Columbia is ready to start building its new campus in Manhattanville, University President Lee Bollinger said at the first plenary meeting of the University Senate on Friday.
The status of the construction in West Harlem was just one of many campus topics raised at the meeting—which included discussions of a possible new graduate student center and the controversial results of a salary equity study for research officers.
Bollinger addressed the senate—composed of administrators, faculty, students and other affiliates that together make policies on issues affecting the entire University or more than one school—by first presenting the status of some of Columbia’s biggest projects.
The new Northwest Corner Building at the corner of Broadway and 120th is in the process of opening, and the plans for Manhattanville are essentially complete, Bollinger, who sits on the University Senate’s executive committee, said.
After recalling the New York State Court of Appeals ruling over the summer that declared the use of eminent domain constitutional for the Manhattanville expansion, Bollinger said, “We are ready to begin creating the new campus in Manhattanville.”

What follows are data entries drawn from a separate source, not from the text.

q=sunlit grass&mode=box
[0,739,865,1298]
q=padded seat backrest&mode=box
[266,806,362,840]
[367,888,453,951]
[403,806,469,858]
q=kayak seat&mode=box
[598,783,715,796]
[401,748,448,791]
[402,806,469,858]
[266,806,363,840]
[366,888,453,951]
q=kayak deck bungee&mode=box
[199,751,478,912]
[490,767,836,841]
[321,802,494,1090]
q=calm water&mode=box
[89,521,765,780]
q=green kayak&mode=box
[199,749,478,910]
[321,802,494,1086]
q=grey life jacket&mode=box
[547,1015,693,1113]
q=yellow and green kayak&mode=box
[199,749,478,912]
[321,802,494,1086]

The first building of the new campus will be the Jerome L. Greene Science Center for mind, brain, and behavior studies.
In total, Bollinger said the Manhattanville expansion—which he foresees will take 30 to 50 years to complete—should cost $7 billion to $10 billion.
“If we can get this campus ready to go … then we’ll leave it to future generations to decide how to do it,” he said, adding that the campus is now “99 percent completed and ready to go.”
Bollinger also gave updated figures for the capital campaign, the University’s initiative to raise $4 billion by December 2011.
Currently at $3.8 billion, Bollinger said, “We will meet the goal of $4 billion probably by the end of this calendar year—a year early.”
After Bollinger’s remarks, Tao Tan, Business ’11, CC ’07, and chair of the Student Affairs Committee, presented a recommendation for an interim graduate student center on campus.
Tan argued that interdisciplinary research and scholarship is of increasing importance and that a graduate student center would allow for more interaction between students in different fields.
The departmental lounges around campus vary widely in quality and are often out of proportion to the population they serve, he said. He also noted that the graduate faculty lounges are often unavailable to the students, as they close at 5 p.m. on weekdays and are not open on the weekends.
“All of the faculty we approached, all of them, agreed to give a statement of support for the graduate student center,” Tan said.
Carlos Alonso, dean of the Graduate School of Arts and Sciences, also spoke in favor of this proposal.
“I am a firm believer in the need of a graduate center of some sort,” Alonso said, adding that such a center would allow the various fields to “engage in that type of rethinking of the practices that sustain the fields that we represent.”
Although Alonso emphasized that the proposal is just for an interim center, he said, “I’m sure in the long run there will be purpose to construct a building for this purpose.”
The University Senate unanimously passed a recommendation, not a resolution, in support of the center, indicating that it is in favor of the proposal but is not making it official policy.
Another key issue that emerged in the meeting was that of a salary equity study for research officers— initiated four years ago by the administration at the request of the Research Officers Committee and the Committee on the Status of Women—was finally completed this year, said Daniel Savin, chair of the ROC.
The study showed discrepancies in the salaries of males and females at the University.
“They [the administration] found a number of statistically significant salary differences,” he said, especially among starting salaries.
An ROC report on the issue reads, “At the Provost’s request, the Executive Vice President for Health Science, the Executive Vice President of Arts and Sciences, the deans of the Morningside professional schools, and the director of the Earth Institute are now reviewing their process for setting salaries.”
Another ROC concern raised by Savin was the administrative task force created last spring to explore fringe benefits (employee benefits) at the University.
“We were disappointed at the lack of senate representation on the task force on fringe benefits,” Savin said. The 27-member task force includes four faculty senators.
“The ROC wishes to express its disappointment with this approach, which effectively bypasses the elected body that is charged to make policy on issues, such as fringe benefits, that affect the entire university or more than one school,” the report read.